In Russia, tobacco use was banned in 1634 except for foreigners in Moscow. Peter the Great—who in England had learned of smoking and the royal monopoly—became the monarch in 1689, however. Revoking all bans, he licensed an English company to import 1.5 million pounds of tobacco per year, the monarchy receiving 28,000 pounds sterling annually.

Asia

The Japanese were introduced to tobacco by Portuguese sailors from 1542.

Tobacco first arrived in the Ottoman Empire in the late 16th century, where it attracted the attention of doctors and became a commonly prescribed medicine for many ailments. Although tobacco was initially prescribed as medicine, further study led to claims that smoking caused dizziness, fatigue, dulling of the senses, and a foul taste/odour in the mouth.

A tobacco plantation in Queensland, in 1933.
 
Sultan Murad IV banned smoking in the Ottoman Empire in 1633. When the ban was lifted by his successor, Ibrahim the Mad, it was instead taxed. In 1682, Damascene jurist Abd al-Ghani al-Nabulsi declared: "Tobacco has now become extremely famous in all the countries of Islam ... People of all kinds have used it and devoted themselves to it ... I have even seen young children of about five years applying themselves to it." In 1750, a Damascene townsmen observed "a number of women greater than the men, sitting along the bank of the Barada River. They were eating and drinking, and drinking coffee and smoking tobacco just as the men were doing."

Australia

Although Nicotiana suaveolens is native to Australia, tobacco smoking first reached that continent shores when it was introduced to northern-dwelling Indigenous communities by visiting Indonesian fishermen in the early 18th century. British patterns of tobacco use were transported to Australia along with the new settlers in 1788; and in the years following colonisation, British smoking behaviour was rapidly adopted by Indigenous people as well. By the early 19th century tobacco was an essential commodity routinely issued to servants, prisoners and ticket-of-leave men (conditionally released convicts) as an inducement to work, or conversely, withheld as a means of punishment.

United States

Economic history in the American colonies

In the Eastern United States, gold and silver were scarce, which made it harder for colonists to trade with Native Americans. The cultivation of tobacco in the Chesapeake area was essential to solving this problem.
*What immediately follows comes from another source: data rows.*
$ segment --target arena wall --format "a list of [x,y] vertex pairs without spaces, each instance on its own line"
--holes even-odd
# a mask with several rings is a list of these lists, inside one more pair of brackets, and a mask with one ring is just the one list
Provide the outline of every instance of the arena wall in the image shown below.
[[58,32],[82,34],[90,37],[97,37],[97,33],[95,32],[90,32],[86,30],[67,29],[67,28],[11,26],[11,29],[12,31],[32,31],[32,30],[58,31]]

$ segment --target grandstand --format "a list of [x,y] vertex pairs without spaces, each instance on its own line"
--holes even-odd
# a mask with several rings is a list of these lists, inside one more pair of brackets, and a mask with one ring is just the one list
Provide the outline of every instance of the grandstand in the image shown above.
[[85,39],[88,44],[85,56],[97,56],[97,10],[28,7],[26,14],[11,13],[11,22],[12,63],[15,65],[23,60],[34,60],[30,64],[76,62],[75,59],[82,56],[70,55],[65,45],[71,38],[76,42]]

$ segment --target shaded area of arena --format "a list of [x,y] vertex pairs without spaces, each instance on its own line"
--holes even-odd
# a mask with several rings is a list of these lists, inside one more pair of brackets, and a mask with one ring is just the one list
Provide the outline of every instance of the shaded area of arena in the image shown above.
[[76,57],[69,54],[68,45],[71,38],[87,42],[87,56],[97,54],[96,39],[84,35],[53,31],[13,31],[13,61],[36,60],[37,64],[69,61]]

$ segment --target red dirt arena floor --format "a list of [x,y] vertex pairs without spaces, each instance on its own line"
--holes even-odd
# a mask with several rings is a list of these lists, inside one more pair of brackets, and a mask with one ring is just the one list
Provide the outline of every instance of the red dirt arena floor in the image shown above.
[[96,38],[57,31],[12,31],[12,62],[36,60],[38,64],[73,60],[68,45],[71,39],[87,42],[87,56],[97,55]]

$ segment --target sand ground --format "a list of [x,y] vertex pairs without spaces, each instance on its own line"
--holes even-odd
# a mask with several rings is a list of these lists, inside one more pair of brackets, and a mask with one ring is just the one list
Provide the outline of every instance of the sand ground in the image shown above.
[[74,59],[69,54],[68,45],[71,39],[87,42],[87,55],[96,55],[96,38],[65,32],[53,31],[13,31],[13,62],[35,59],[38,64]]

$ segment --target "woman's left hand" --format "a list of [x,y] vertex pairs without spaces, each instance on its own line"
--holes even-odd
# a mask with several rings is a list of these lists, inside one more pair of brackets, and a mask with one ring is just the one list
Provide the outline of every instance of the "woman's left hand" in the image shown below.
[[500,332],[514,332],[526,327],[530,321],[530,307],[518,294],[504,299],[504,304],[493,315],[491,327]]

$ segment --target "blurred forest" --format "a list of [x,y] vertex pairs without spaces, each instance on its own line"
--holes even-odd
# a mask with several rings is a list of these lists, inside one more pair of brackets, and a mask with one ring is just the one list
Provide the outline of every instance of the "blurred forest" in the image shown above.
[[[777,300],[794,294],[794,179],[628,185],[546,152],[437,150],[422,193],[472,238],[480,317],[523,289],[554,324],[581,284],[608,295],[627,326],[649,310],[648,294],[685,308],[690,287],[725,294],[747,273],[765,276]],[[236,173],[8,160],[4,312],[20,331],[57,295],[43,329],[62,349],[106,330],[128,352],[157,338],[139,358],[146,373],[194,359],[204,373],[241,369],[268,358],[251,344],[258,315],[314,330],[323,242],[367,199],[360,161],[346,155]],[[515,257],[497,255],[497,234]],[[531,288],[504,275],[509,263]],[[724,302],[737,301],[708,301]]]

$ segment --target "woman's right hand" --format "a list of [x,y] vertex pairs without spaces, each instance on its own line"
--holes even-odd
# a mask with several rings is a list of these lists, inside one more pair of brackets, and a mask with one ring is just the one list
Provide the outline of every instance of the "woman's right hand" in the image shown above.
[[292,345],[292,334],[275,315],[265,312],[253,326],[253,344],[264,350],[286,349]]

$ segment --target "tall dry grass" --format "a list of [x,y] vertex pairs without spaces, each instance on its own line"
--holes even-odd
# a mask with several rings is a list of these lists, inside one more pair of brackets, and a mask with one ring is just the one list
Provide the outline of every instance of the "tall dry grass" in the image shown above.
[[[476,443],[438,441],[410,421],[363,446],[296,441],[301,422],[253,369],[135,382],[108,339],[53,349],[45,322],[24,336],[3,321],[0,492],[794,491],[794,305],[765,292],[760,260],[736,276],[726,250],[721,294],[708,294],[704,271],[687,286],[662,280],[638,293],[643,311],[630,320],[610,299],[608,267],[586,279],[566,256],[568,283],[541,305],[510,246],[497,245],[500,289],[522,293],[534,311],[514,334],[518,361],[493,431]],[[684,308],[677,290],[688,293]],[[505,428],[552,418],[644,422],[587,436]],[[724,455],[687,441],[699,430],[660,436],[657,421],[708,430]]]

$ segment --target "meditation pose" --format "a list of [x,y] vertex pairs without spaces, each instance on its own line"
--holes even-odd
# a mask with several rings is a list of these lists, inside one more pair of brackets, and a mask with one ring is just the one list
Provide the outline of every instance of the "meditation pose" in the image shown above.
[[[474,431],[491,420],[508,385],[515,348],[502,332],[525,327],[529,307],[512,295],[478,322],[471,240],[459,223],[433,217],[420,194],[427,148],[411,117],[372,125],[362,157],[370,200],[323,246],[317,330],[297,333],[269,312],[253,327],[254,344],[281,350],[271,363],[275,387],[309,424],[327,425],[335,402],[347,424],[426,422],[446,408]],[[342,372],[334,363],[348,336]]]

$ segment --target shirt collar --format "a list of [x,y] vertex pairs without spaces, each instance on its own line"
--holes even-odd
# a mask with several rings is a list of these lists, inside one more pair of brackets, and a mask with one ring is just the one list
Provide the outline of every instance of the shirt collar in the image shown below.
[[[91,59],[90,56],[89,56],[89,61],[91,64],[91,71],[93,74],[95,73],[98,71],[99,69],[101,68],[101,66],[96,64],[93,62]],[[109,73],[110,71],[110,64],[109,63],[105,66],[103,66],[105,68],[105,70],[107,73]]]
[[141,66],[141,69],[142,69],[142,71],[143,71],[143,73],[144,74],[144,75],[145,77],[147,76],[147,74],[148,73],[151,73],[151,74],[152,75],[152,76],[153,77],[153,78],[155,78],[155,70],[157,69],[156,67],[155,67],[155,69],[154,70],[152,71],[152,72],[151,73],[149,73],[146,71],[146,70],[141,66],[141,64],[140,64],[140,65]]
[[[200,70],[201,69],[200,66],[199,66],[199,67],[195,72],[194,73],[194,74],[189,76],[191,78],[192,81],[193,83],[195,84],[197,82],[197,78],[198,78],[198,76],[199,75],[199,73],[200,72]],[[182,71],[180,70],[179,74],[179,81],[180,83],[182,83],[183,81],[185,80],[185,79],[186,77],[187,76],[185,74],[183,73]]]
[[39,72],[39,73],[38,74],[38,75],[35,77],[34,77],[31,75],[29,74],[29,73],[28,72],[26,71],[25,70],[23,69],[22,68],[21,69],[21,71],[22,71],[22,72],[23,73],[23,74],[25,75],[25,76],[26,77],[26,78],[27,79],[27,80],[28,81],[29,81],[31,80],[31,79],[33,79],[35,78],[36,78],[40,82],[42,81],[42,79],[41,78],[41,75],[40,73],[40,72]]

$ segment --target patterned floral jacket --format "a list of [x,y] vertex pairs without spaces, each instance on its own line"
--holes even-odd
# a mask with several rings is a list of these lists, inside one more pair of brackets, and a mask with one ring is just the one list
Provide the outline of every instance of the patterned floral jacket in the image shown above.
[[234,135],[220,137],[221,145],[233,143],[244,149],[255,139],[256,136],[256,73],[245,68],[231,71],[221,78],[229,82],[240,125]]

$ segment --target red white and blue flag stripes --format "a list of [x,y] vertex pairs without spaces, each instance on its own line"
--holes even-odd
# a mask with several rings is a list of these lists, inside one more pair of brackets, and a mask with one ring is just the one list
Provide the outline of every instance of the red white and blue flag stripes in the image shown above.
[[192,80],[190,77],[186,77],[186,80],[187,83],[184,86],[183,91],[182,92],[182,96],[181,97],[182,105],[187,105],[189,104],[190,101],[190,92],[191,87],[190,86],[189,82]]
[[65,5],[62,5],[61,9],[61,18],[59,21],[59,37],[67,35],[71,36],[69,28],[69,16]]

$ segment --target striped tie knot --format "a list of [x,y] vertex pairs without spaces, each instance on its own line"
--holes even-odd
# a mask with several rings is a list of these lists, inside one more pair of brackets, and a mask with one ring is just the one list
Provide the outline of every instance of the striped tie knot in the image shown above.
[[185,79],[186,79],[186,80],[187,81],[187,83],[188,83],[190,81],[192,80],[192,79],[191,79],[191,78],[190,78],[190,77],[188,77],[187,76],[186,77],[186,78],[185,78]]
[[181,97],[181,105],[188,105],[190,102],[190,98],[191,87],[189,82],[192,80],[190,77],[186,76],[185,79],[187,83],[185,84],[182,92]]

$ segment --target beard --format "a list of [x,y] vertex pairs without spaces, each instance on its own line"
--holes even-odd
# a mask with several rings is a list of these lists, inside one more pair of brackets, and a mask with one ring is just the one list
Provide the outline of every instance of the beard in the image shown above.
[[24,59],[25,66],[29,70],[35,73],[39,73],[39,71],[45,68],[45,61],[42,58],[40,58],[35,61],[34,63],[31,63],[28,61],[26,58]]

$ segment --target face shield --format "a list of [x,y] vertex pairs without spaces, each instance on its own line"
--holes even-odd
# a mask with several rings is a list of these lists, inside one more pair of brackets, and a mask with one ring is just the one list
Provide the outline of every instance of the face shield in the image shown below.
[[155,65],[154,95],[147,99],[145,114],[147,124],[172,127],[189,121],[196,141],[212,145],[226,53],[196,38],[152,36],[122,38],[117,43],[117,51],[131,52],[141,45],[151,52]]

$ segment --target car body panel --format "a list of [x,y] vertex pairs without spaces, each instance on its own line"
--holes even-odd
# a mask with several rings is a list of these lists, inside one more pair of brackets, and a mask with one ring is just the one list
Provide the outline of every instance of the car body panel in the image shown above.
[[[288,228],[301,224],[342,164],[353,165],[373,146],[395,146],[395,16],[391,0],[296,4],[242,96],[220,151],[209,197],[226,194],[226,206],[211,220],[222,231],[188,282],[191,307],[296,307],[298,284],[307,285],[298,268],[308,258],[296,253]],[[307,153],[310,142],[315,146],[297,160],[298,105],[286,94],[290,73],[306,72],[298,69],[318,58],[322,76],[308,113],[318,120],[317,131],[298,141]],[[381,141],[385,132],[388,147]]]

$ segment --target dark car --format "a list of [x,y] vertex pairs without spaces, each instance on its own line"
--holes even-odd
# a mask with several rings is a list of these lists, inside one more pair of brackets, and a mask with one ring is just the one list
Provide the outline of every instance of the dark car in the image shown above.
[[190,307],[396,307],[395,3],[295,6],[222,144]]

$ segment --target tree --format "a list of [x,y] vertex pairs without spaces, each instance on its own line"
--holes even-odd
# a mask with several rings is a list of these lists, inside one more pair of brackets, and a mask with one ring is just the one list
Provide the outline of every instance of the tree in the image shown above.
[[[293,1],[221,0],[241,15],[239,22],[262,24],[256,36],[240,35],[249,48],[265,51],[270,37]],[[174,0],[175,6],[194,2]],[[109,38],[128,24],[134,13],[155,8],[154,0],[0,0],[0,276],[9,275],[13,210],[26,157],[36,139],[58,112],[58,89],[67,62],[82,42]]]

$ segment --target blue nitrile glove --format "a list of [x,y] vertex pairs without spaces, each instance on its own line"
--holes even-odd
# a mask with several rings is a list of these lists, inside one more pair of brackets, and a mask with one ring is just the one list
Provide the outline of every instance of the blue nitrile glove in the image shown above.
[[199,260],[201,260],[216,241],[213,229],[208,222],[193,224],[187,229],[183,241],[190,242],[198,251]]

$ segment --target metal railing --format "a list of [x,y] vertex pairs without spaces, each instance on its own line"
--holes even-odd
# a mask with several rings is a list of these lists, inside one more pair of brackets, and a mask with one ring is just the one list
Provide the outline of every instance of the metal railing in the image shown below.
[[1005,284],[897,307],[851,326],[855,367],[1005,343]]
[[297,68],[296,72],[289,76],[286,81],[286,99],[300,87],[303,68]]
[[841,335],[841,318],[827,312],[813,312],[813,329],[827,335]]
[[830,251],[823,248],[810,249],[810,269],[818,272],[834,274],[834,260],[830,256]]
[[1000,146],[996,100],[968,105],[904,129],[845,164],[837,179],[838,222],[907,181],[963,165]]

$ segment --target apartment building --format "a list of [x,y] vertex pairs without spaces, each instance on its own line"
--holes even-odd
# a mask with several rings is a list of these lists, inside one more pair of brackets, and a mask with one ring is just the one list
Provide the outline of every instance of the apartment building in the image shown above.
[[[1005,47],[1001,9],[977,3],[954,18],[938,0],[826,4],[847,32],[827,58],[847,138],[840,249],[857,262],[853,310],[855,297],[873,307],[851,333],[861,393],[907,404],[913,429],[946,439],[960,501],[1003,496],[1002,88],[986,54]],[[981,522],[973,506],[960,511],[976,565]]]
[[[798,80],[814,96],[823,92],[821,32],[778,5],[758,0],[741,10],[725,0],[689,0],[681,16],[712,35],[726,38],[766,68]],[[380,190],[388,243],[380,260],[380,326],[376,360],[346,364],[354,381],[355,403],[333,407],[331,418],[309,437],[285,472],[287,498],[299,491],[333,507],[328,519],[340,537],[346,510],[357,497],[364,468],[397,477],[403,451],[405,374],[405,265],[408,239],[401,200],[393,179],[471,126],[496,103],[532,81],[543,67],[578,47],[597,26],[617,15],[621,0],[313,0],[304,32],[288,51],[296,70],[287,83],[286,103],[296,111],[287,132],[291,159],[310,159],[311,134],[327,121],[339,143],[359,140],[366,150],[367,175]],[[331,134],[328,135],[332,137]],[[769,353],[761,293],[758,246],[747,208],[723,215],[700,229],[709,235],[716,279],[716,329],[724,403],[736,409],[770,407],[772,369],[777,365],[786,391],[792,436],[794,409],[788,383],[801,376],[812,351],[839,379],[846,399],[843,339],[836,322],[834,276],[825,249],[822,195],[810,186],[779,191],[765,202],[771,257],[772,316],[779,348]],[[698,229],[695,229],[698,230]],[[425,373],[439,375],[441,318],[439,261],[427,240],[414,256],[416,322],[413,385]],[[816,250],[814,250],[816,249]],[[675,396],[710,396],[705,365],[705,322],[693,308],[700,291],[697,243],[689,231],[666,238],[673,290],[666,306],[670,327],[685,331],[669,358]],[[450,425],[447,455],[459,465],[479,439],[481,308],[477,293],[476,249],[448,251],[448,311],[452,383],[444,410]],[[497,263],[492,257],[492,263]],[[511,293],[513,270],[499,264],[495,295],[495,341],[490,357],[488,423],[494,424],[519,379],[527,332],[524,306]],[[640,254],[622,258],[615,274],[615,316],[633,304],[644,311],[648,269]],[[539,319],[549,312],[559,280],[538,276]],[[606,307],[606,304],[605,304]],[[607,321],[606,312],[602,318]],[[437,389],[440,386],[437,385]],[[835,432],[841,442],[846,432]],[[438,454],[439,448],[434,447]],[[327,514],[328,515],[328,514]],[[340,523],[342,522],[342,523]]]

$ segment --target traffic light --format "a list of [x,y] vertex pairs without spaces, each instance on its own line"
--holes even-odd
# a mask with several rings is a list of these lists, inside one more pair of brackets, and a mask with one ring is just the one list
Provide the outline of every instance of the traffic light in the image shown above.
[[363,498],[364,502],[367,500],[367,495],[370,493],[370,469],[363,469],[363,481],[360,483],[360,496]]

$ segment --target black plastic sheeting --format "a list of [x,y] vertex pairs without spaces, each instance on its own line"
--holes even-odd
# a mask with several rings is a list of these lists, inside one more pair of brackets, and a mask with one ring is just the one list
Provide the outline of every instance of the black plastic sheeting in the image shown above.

Without silver and gold to trade to the Chesapeake tribes, colonists traded tobacco for essential natural resources. This started in the 1620s. Tobacco was also used as a currency in the colonies, used for paying fines, taxes, and even marriage licenses.

The increasing demand for tobacco in Europe fueled the slave trade. In the colonies land was at a premium because tobacco required lots of land to cultivate. This created a problem for the institutionalized practice of indentured servitude. Indentured servants were promised land of various amounts in their contracts. This land became harder to part with due to tobacco.

The uncultivated Virginia soil was reportedly too rich for traditional European crops, especially cereals like barley. Tobacco "broke down the fields and made food crops more productive" by depleting the soil of nutrients.

With the profitability of the land rapidly increasing, it was no longer was economically viable to bring in indentured servants because they were promised physical benefits at the end of their tenure. What the plantation owners wanted was workers who could legally not be paid and would be able to work long hours in the hot sun. Their conclusion was to turn to another institutionalized practice: slavery. The demand and profitability of tobacco led to the shift in the colonies to a slave-based labor force. Tobacco is a labor-intensive crop, requiring lots of work for its cultivation, harvest, and curing. These tasks were carried out during the colonial period by slaves.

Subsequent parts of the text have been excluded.